Is the answer, perhaps, that the world is suffering some form of long Covid and that going out to do a hard day’s work looks unattractive to those used to working at home or, perhaps, living on benefits. Are many of those pushed out of the workforce by Covid reluctant to return? And it is not, of course, only the hospitality sector. We are constantly told that people will move further out from city centres as more work is done online from home. Is there going to be a problem filling jobs which require a physical presence?
The answer to this since that is probably yes but before we get into the “in my day you got on your bike and set off through the rain” way of thinking we need to ask a question. Isn’t that what was supposed to happen? After all, mechanisation has come forward by leaps and bounds over the last decade or so and surely the point was to reduce the time people spent working and to increase their leisure? Is what we are seeing the inevitable dislocation which flows from the improvement of the human position?

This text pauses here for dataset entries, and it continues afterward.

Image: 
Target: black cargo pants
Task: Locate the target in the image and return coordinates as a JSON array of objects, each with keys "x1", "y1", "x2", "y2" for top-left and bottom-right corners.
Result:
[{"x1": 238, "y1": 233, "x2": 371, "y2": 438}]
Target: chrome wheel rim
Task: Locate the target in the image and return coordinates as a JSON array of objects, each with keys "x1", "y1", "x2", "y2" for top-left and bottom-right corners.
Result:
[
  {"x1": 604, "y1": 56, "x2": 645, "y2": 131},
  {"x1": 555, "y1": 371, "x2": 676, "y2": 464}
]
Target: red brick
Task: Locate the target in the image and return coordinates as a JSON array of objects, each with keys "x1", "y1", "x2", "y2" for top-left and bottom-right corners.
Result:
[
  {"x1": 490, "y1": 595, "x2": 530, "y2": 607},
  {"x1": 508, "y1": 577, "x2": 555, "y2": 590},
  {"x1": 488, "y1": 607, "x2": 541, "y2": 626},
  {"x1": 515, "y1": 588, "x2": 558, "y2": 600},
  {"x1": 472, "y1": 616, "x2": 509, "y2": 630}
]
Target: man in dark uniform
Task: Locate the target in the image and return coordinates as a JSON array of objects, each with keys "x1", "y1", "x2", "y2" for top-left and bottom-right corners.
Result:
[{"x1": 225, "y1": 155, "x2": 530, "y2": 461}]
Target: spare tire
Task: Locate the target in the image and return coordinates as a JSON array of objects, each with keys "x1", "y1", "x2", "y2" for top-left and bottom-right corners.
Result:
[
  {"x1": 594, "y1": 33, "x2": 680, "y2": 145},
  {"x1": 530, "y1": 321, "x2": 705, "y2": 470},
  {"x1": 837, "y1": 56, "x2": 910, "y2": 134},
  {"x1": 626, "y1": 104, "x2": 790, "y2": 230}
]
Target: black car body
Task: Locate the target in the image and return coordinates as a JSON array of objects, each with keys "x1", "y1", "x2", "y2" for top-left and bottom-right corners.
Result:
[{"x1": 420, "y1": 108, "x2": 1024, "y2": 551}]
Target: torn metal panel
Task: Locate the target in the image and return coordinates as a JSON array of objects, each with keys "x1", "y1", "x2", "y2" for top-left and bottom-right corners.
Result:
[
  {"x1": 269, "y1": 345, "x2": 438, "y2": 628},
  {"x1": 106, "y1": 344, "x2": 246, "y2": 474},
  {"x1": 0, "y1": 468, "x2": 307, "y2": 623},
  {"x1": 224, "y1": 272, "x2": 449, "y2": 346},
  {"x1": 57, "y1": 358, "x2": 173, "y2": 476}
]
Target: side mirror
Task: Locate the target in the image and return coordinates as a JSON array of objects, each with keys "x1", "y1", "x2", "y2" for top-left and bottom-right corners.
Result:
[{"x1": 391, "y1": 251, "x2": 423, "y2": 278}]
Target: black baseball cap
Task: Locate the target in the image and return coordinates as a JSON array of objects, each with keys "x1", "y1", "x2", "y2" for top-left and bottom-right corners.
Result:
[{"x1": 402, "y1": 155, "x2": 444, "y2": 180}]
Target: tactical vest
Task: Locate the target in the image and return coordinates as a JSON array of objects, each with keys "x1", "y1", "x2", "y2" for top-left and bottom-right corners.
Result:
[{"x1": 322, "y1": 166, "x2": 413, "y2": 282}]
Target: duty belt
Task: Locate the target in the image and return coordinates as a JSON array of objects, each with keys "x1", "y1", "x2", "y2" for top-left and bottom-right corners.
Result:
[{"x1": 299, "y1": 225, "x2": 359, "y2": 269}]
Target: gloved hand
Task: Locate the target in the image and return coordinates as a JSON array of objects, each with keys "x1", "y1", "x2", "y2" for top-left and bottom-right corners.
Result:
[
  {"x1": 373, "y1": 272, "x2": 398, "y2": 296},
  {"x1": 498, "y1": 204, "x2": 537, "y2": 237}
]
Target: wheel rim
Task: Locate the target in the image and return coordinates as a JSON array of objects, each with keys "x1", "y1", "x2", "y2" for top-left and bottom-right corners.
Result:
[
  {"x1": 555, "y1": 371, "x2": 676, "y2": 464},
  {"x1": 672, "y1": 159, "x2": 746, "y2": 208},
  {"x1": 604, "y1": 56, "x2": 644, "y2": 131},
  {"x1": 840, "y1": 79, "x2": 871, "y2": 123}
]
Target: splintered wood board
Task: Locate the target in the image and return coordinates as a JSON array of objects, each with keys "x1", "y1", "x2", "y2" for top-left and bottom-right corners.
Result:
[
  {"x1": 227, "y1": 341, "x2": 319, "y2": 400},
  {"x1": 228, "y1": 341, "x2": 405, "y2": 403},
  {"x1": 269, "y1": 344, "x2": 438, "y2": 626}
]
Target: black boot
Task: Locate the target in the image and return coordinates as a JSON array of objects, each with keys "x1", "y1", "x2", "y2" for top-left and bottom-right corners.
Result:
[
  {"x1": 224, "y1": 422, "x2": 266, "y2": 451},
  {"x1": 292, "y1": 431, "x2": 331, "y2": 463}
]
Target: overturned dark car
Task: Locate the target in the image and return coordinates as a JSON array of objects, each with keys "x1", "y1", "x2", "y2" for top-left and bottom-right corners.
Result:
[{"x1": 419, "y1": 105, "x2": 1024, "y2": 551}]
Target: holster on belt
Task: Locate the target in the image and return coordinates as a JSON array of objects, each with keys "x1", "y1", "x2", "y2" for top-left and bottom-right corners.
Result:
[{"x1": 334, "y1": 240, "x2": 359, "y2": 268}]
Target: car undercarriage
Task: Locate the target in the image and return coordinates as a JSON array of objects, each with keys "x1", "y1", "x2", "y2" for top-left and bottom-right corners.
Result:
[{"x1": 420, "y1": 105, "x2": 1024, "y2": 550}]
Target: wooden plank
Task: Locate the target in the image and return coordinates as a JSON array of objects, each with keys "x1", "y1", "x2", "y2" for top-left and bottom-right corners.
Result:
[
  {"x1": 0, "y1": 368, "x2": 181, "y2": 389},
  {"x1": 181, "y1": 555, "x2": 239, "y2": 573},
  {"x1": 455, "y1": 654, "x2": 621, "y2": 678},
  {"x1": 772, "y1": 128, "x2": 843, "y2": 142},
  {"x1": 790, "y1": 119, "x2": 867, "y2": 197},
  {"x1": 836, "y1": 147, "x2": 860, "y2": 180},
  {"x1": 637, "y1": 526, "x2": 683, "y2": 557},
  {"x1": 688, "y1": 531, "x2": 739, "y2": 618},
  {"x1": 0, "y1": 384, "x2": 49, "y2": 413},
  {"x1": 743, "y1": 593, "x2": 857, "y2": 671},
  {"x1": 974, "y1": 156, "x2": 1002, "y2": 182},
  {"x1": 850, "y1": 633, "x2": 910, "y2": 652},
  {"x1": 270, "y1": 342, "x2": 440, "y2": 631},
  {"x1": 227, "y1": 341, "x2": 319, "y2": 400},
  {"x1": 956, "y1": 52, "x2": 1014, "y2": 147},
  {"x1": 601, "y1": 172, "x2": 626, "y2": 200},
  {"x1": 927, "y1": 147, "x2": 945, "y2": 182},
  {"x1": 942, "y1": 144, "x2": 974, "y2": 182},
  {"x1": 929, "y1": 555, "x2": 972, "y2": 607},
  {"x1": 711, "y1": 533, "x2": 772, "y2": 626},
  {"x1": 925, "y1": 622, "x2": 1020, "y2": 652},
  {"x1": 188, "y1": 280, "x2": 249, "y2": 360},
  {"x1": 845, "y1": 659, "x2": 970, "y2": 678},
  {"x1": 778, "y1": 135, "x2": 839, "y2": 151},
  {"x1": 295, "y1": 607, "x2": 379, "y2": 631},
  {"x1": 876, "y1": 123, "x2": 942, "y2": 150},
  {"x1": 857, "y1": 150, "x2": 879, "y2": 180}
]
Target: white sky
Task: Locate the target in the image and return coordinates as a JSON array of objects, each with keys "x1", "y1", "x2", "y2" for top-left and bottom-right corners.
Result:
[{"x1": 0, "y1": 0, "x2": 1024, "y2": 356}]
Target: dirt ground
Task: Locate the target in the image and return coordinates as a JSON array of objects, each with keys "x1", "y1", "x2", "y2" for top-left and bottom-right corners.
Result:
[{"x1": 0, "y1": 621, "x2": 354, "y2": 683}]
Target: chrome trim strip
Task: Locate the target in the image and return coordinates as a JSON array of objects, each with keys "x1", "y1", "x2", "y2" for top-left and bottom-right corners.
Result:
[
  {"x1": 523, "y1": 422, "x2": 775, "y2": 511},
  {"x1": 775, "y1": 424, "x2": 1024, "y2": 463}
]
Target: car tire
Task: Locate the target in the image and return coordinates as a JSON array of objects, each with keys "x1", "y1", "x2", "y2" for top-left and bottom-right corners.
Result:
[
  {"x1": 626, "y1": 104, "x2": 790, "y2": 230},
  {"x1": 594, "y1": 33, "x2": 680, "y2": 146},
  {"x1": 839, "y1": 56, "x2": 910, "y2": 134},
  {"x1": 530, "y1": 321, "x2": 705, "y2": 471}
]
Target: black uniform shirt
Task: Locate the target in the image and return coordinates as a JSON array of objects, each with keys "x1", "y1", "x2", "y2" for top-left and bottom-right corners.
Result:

Perhaps, but if so there is another question. How is this extra leisure time to be used? Will we see people do less and less until their limbs finally fall off and they have to be equipped with something like a TV remote to direct the crane which lifts them from one couch to another? Or will we see a newly creative society where people use their leisure to do more exciting and interesting things? Will we see new plays, new music, new art, new philosophies, more sport and new religions created not just by professionals but by those whose jobs no longer take all of their time?
It will be nice to think that society will deepen and flourish and so it may but before you count your chickens too far in that direction given a little thought to the way in which the leisure industry is moving; where are the millions being made? Is it by new exciting artistic enterprises or by companies which will help the lazier couch potatoes fill their time without doing much constructive themselves? The answer is rather worrying.